In brief
- The Chainalysis 2021 Crypto Crime Report found that 55% of illicit crypto funds are eventually deposited in just five services.
- The largest launderers are reliant on illegal operations to stay in business.
- Fiat money laundering still dwarfs crypto-based criminal activity.
[CORRECTION: A previous version of this story incorrectly called out itBit nested at Paxos, and Changelly nested at HitBTC, as examples of nested services that were used for money laundering. In fact, Chainalysis said that those services are compliant with regulations and served merely as examples of nested services.]
A new report from blockchain insights firm Chainalysis found that a sizable majority of ill-gotten crypto flows through just a few hundred deposit addresses and a handful of services, providing juicy targets for law enforcement looking to clamp down on digital money laundering.
The Chainalysis 2021 Crypto Crime Report found that 55% of all illicit crypto funds--those acquired through scams or ransomware, or used in darknet markets-- are laundered through just 5 exchange services using approximately 270 unique deposit addresses.
The report also concluded that the largest processors of illicit funds, those receiving more than $25 million annually, are explicitly servicing criminal clients and would be unlikely to be able to stay in business without them. Identifying and prosecuting the owners of these deposit addresses could take away much of the infrastructure currently being used to digitally launder dirty assets.
Chainalysis works with crypto exchanges and law enforcement to identify addresses of crypto wallets used by phishing or social media scams, ransomware, darknet market users, and other criminal elements, tracking funds as they move through multiple wallets or exchanges to their final deposit addresses. Those addresses are used to identify other depositors, allowing researchers to get an incomplete but valuable picture of the digital money laundering universe.
Without leveling any specific accusations, Chainalysis called out "nested services" as significant sources of money laundering exchange activity. These third-party services tap into the larger exchange’s trading pairs and liquidity, preferred because they mask illicit activity within the overall pool of transactions from the parent exchange.
Money laundering has been a persistent issue in the world of trustless blockchain technology, with Dutch officials seizing more than $30 million in Bitcoin in October 2020 and drug-related arrests in California connected to crypto money laundering in November.

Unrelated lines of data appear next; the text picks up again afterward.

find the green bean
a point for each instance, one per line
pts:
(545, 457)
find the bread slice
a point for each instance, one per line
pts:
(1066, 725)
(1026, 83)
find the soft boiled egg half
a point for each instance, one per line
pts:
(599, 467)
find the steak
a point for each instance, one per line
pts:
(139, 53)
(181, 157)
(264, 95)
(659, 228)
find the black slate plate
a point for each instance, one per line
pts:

But according to the Society for Worldwide Interbank Financial Telecommunication (SWIFT), illegal activity is still a far greater issue in the world of fiat currency, where an estimated $2 trillion is laundered through more traditional means-- compared to just $2 billion via crypto, according to Ciphertrace. Being the subject of Chainalysis-level research and having all activity recorded forever on-chain, it turns out, might not be the most appealing platform for the bad guys after all.